For old television buffs, Brooklyn Heights holds a special significance. The Cosby Show, which was one of the first mainstream black family comedy, was based in this neighborhood within this famous borough. Yet it was also immortalized in the theme song for The Patty Duke Show. Haven’t many of us hummed the tune, “the sights a girl can see from Brooklyn Heights?”

Yet beyond its television historical significance, this area is also home to some very distinctive historical groups. One such group is Jehovah’s Witnesses. They have had a large presence in the area since the mid-twentieth century. The group restored several different historical buildings, including the Hotel Bossert, before announcing in 2010 that they would be selling their holdings to move to upstate New York.

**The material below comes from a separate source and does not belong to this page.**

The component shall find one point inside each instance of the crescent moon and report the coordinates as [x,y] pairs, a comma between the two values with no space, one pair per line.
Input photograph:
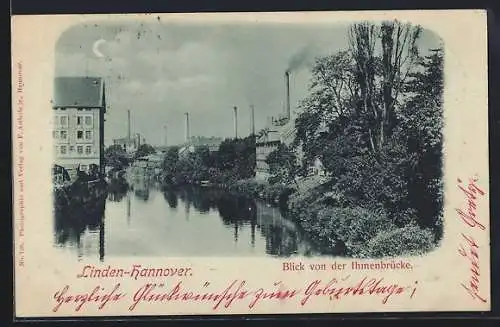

The neighborhood is full of the famous Brooklyn brownstones, which is typically three to four stories high. The architecture includes the well-known stoop, usually several stairs where residents could sit and talk with neighbors strolling by. During the 1950s, individuals began to purchase brownstones, creating the Brownstone Revival. In 1965, the district was designated a historical district. The basement was typically half underground, which included the kitchen and servants’ work areas. The first floor was the public rooms, including the living room and study. The second floor was for bedrooms and the top floor usually held the servants’ sleeping quarters.

Another development that encouraged a community feel within this district was the building of the Brooklyn Heights Promenade. The development offers amazing views of the Statue of Liberty, Brooklyn and Manhattan bridges, as well as the fireworks display over the East River. Its construction also resulted in the rerouting of the expressway to the side of the bluff, thus creating the perfect spot for the Promenade.

The Brooklyn Dodgers also had their headquarters in Brooklyn Heights

Today, the building at 215 Montague Street has a plaque identifying this corner as the site were Jackie Robinson signed his major league contract. Another famous individual was Philip Livingston, the only signer of the Declaration of Independence from Brooklyn. This Yale graduate ran an import/export business, as well as speculating in real estate. He owned a 40-acre estate in Brooklyn Heights. Throughout his lifetime, he held a variety of political positions, including serving as an alderman and a senator in the New York State Congress. During this time period, he was also a delegate for New York to the Continental Congress. Livingston died while serving in the Continental Congress in 1978.

Today, the district is home to a large number of professionals. These residents enjoy the close proximity to the city nightlife, as well as appreciate the close knit community feel of their beautiful neighborhood. It is also home to a variety of shops, restaurants and even some entertainment venues. This area is also home to one of the most diverse colleges in the nation, St. Francis College.

Throughout this neighborhood, one can enjoy the beautiful architecture that Brooklyn is famous for, as well as the historical elements that truly make this district a one of a kind in the American story.